Press Releases

    SG/SM/9297
                                                                                                                            11 May 2004

    Franklin D. Roosevelt Constant Source of Inspiration to All Who Work at UN, Secretary-General Says in Video Message on Receipt of four Freedoms Award

    NEW YORK, 10 May (UN Headquarters) -- Following is the text of Secretary-General Kofi Annan’s video message on receipt of the Four Freedoms Award, which was presented at a ceremony in Middleburg, Netherlands, on 8 May:

    I am so sorry not to be with you in person today.  The Four Freedoms Award is a very great honour, which has special meaning for me because of its connection with Franklin and Eleanor Roosevelt.

    FDR is a hero, and a constant source of inspiration, to all of us who work at the United Nations.

    The United Nations had many founders.  But he, beyond doubt, was pre-eminent among them.

    He it was who, in the midst of the epic struggle against Nazi barbarism and aggression, determined that neither America nor the world should ever have to go through such a conflict again.

    He it was who vowed to build a permanent global security system, which in the future would curb any tendencies towards aggression before they got out of hand.

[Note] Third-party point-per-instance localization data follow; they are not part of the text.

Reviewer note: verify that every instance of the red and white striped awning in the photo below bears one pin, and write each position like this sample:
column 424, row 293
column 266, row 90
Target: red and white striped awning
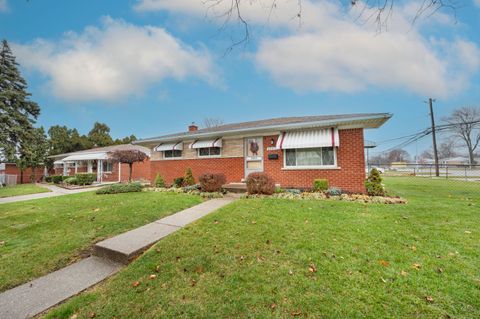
column 207, row 143
column 327, row 137
column 178, row 146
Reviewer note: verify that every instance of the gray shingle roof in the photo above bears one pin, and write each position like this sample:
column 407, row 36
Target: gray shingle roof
column 274, row 122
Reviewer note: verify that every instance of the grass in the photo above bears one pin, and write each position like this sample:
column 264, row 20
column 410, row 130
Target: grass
column 267, row 258
column 21, row 189
column 39, row 236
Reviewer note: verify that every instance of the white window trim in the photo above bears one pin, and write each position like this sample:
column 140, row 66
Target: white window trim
column 172, row 158
column 208, row 156
column 318, row 167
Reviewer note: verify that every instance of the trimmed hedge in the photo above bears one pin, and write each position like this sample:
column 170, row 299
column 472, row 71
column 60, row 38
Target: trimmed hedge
column 85, row 178
column 212, row 182
column 120, row 188
column 320, row 185
column 71, row 181
column 260, row 183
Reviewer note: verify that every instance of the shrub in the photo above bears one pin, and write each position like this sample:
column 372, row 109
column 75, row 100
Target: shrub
column 373, row 184
column 159, row 182
column 191, row 188
column 334, row 191
column 212, row 182
column 260, row 183
column 120, row 188
column 178, row 182
column 188, row 179
column 320, row 185
column 71, row 181
column 57, row 179
column 86, row 178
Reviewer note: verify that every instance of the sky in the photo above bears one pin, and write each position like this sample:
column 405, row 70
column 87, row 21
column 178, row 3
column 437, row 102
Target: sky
column 151, row 67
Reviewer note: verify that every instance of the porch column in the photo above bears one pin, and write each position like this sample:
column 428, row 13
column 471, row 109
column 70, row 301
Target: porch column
column 99, row 170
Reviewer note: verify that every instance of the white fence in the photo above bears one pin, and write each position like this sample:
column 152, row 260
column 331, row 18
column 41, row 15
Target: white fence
column 8, row 179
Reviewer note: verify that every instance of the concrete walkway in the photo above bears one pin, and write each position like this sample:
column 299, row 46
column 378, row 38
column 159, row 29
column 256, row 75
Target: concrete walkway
column 54, row 191
column 35, row 297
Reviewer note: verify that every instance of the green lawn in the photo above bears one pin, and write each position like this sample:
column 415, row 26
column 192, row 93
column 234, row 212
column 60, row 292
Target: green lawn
column 21, row 189
column 39, row 236
column 267, row 258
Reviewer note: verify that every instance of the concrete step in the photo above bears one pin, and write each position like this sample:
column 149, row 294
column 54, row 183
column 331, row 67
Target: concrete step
column 32, row 298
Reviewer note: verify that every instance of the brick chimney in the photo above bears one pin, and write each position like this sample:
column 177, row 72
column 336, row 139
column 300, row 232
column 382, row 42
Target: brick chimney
column 192, row 127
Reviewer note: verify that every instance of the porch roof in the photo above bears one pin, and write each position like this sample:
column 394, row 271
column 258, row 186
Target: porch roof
column 86, row 157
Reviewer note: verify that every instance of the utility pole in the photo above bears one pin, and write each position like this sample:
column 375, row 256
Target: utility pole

    He saw that United States interests would best be served by binding the other great Powers into a system of collective security, which would, as the Charter puts it, "save succeeding generations from the scourge of war".

    Sadly, he did not live to see the Organization come into existence.  But before he died, he had persuaded other world leaders to share his vision.

    No less important, he had persuaded his own countrymen to do so -- Republicans as well as Democrats.  Ever since then, American Presidents of both parties have worked with other countries, in and through the United Nations, to achieve things that were important both for America and for the world.  The United Nations is not, and should never be, an issue of partisan politics, in any of its Member States.

    Nor should we forget Eleanor Roosevelt’s towering contribution to the Universal Declaration of Human Rights, which started the United Nations on its other great destiny, as the forum for setting worldwide norms and standards.

    The Four Freedoms that FDR had proclaimed are the very core of that Declaration, as they are of the United Nations Charter.

    Their importance for democracy, and for the world in general, cannot be denied.

    So once again I thank you for this great honour, and I thank Her Majesty Queen Beatrix for honouring this ceremony with her presence.